Compelxo: identifying the missing heritability of breast cancer via next generation collaboration

Abstract

A proportion of the remaining unexplained genetic susceptibility to breast cancer is likely to be explained by many rare mutations in a large number of genes. Coordinated international collaboration offers great potential to advance the discovery of additional breast cancer susceptibility genes by increasing the likelihood of identifying functionally relevant genetic variants in the same genes in multiple families.
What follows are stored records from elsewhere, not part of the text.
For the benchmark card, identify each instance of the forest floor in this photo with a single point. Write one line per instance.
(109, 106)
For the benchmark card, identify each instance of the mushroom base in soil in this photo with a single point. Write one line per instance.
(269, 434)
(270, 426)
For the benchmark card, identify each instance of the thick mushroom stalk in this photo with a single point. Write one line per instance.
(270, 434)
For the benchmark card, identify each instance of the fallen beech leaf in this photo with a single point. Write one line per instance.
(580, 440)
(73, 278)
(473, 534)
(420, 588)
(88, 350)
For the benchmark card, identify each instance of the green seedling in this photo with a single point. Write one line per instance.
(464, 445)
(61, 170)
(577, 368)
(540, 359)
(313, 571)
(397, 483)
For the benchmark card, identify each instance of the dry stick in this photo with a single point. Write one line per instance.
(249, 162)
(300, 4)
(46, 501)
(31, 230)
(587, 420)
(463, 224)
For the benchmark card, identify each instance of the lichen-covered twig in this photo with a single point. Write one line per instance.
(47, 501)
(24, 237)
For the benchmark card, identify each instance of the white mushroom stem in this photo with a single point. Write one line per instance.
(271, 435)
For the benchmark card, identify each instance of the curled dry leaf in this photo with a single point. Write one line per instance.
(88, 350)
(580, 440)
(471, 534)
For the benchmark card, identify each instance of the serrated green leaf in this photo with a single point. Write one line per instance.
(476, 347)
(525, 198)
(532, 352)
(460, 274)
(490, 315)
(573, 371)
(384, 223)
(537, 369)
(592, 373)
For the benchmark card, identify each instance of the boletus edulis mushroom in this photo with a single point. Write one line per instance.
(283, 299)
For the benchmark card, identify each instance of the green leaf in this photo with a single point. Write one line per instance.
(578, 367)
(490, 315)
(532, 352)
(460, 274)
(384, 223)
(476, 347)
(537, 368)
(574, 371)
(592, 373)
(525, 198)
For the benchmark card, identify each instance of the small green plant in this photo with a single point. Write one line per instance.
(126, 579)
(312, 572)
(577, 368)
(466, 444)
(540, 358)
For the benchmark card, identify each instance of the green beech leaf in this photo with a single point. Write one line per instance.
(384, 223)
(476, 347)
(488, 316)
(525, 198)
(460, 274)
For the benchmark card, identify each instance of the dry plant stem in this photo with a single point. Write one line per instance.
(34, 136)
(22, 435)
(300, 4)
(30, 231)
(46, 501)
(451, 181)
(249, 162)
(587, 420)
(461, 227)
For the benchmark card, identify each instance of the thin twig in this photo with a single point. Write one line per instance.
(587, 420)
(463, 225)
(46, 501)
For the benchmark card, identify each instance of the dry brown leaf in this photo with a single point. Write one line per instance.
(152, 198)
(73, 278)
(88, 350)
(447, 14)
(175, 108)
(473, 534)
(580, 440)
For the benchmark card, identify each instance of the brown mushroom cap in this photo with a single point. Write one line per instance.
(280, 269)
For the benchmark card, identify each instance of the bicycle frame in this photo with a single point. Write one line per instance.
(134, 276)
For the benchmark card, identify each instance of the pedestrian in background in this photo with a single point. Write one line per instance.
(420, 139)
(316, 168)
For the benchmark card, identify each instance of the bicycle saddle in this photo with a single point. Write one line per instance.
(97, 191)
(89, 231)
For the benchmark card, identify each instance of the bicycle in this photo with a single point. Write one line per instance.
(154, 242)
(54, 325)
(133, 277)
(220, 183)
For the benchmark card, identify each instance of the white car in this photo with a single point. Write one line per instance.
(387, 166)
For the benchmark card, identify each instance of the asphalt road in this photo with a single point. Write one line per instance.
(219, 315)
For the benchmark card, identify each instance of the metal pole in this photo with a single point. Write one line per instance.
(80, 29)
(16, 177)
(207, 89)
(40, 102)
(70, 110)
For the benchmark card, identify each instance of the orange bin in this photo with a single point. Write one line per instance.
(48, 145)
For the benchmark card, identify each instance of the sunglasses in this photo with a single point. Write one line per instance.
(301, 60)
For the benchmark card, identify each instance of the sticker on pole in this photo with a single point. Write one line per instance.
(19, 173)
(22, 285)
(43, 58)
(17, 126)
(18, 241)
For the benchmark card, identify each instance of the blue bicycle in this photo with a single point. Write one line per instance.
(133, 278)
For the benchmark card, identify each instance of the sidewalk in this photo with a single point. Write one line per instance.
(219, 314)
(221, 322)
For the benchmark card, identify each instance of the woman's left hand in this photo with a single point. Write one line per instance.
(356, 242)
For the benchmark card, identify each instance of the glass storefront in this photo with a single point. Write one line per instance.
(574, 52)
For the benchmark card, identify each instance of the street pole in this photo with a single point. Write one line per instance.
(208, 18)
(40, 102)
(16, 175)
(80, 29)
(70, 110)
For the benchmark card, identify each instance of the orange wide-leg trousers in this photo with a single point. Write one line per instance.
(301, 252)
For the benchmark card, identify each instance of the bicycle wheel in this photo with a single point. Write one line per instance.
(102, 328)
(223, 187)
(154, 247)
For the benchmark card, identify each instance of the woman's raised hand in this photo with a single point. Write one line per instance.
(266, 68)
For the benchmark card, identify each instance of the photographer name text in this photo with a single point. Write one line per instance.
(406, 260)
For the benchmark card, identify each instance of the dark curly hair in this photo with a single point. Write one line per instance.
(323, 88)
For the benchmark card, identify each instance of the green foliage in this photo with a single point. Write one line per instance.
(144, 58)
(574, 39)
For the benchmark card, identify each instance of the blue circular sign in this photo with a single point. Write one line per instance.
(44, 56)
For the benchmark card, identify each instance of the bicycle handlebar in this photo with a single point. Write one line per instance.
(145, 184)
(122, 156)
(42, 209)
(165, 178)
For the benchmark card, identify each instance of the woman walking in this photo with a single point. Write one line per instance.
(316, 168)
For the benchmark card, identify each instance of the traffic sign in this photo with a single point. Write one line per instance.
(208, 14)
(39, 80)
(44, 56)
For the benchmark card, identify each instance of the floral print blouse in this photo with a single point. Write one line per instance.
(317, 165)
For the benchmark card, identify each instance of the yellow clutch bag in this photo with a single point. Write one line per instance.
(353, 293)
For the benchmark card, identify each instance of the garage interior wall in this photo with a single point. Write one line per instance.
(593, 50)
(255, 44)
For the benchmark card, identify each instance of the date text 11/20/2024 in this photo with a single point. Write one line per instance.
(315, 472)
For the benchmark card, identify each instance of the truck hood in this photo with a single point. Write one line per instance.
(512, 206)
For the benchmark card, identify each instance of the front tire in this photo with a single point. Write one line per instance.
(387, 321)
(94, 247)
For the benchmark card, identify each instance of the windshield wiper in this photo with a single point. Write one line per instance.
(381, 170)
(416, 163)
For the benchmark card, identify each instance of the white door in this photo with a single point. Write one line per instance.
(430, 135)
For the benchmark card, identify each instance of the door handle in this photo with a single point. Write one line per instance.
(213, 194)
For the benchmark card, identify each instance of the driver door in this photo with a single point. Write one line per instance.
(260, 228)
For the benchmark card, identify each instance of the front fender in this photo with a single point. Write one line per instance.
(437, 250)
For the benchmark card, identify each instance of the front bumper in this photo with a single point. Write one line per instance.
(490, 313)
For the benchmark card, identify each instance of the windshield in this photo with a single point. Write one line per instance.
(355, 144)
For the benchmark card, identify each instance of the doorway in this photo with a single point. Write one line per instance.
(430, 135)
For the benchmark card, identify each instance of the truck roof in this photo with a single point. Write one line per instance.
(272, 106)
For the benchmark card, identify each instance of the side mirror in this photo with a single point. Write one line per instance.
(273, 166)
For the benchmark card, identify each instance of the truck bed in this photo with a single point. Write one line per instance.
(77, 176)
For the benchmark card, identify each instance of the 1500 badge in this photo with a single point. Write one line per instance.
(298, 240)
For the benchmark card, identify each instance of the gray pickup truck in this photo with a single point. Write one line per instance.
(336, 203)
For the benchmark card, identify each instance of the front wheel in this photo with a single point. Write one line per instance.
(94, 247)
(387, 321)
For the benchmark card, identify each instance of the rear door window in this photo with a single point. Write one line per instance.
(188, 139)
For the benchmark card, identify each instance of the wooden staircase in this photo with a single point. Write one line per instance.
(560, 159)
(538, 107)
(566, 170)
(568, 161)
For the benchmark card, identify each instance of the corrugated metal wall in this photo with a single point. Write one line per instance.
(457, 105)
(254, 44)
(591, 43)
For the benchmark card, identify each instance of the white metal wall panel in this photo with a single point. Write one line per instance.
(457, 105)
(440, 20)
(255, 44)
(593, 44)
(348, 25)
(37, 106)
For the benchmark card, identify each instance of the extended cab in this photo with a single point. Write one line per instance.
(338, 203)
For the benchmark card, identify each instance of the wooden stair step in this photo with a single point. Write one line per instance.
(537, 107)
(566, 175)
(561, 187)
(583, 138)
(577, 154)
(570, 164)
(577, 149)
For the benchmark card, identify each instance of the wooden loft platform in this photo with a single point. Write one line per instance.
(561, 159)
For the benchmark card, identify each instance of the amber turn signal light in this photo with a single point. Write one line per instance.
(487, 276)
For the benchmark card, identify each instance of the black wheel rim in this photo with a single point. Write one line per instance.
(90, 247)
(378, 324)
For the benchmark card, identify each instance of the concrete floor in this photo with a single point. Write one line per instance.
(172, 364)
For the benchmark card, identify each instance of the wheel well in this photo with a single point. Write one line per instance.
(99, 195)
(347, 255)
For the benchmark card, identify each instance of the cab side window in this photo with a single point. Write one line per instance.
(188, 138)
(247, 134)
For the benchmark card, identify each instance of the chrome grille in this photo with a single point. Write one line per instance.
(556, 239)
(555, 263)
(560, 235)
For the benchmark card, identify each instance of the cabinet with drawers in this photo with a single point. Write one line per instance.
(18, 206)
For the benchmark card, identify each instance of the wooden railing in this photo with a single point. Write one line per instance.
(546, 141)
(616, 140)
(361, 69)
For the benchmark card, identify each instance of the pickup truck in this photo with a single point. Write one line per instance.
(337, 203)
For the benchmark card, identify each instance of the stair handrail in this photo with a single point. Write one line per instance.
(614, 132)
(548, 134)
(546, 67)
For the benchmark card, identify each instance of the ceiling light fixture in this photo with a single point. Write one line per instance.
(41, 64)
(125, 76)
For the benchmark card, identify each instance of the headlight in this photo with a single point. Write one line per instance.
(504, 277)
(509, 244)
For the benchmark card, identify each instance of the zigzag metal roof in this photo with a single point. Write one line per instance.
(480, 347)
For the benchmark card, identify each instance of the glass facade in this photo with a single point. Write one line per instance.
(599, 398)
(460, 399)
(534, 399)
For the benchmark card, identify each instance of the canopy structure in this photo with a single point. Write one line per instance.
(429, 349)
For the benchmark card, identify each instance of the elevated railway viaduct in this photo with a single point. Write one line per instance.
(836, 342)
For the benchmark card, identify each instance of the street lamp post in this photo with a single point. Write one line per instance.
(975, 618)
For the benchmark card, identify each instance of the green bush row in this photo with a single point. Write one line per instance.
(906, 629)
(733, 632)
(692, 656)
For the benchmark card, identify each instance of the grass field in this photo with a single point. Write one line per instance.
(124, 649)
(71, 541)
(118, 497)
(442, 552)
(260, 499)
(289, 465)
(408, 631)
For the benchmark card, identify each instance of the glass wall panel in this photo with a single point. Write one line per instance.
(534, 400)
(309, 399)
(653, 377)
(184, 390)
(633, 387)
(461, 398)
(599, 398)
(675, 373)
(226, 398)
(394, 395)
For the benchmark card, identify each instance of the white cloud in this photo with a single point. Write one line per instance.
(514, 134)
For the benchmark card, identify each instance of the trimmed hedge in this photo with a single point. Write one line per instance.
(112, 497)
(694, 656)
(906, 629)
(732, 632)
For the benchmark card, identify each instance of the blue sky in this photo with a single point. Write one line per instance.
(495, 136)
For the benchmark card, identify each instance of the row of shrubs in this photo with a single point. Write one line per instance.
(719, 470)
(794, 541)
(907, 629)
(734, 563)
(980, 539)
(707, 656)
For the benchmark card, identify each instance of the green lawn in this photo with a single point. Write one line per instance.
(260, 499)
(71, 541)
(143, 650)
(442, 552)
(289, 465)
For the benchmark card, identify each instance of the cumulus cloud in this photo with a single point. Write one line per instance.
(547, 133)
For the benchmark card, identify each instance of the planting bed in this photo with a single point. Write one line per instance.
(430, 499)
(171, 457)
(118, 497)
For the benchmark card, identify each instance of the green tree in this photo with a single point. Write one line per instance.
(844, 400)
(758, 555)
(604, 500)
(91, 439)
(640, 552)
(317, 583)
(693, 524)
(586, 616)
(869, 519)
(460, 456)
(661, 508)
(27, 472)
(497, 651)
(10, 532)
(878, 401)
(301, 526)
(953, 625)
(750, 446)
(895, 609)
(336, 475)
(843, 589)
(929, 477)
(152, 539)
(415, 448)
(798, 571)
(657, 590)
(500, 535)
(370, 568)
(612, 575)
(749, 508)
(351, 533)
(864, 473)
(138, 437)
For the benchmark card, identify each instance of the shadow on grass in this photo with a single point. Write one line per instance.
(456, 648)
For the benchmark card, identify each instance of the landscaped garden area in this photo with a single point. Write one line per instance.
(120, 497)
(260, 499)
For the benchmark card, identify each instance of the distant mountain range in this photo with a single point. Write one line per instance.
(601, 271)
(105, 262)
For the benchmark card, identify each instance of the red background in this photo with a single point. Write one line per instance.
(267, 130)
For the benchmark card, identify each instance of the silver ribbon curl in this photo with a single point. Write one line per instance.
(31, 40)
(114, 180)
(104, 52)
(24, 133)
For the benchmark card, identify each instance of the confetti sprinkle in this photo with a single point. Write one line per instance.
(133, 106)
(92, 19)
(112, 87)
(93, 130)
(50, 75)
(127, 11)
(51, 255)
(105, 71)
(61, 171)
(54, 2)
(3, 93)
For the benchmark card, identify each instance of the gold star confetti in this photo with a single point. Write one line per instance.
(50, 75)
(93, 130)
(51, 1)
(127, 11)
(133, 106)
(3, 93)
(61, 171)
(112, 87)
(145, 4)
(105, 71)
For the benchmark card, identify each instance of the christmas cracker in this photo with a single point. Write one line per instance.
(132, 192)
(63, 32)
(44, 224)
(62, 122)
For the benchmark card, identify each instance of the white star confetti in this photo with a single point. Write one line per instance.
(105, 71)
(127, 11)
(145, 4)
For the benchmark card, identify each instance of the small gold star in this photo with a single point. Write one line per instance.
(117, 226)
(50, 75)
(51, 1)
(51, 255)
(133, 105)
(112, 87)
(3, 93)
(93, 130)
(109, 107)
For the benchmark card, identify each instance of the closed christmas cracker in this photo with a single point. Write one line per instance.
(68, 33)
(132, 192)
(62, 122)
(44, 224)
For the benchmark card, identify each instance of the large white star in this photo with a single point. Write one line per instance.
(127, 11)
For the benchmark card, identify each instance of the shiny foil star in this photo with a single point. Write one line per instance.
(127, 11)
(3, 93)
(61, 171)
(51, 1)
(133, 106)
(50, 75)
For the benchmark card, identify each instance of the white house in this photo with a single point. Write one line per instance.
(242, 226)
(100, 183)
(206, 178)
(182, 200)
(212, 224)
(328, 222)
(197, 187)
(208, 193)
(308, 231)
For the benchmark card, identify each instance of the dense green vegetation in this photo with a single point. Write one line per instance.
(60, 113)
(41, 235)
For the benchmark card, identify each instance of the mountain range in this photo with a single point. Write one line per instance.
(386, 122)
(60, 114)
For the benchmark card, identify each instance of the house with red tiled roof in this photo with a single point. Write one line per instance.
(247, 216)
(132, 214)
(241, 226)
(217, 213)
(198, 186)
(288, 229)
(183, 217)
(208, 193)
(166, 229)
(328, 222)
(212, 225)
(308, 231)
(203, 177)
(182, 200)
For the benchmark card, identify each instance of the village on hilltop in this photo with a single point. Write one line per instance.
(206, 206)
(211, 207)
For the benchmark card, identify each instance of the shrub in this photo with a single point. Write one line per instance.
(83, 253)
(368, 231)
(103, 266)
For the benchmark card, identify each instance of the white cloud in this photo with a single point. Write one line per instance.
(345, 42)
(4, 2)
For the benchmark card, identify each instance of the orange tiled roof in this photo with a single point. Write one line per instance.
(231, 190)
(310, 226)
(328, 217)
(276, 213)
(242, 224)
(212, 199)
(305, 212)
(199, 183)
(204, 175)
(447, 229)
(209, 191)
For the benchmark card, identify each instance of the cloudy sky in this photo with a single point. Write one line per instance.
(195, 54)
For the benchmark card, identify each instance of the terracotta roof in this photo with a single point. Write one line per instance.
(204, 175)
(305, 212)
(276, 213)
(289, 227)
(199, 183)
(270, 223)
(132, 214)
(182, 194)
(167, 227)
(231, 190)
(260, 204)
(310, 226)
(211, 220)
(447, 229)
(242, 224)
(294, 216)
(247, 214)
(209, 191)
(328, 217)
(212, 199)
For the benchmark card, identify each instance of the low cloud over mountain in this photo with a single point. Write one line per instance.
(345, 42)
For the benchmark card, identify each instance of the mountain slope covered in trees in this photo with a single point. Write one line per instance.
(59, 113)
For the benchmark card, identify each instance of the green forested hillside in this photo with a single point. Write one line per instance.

A new consortium, COMPLEXO (a name chosen to reflect the complexity of the exome), has been formed to facilitate collaborations between researchers actively applying massively parallel sequencing to understand the genetics of breast and ovarian cancer. The aim of COMPLEXO is to bring to massively parallel sequencing the same power of large sample sets that have proven so successful in examining the role of common variants in cancer populations via the consortium model such as the Breast Cancer Association Consortium (BCAC), the Ovarian Cancer Association Consortium (OCAC) and the Collaborative Oncology Gene-environment Study (COGS). However, sequencing studies provide additional challenges in terms of defining specific modes of collaboration given differences in sequencing and targeted capture platforms, bioinformatics platforms, the need to integrate ongoing studies in many centers and socio-ethical-legal issues that are not as relevant to initiatives that are genotyping common genetic variation. These issues are relevant to research in all complex human diseases. We will describe our working and governance structures, our early experiences and ongoing activities aimed at identifying more of the missing heritability of breast cancer.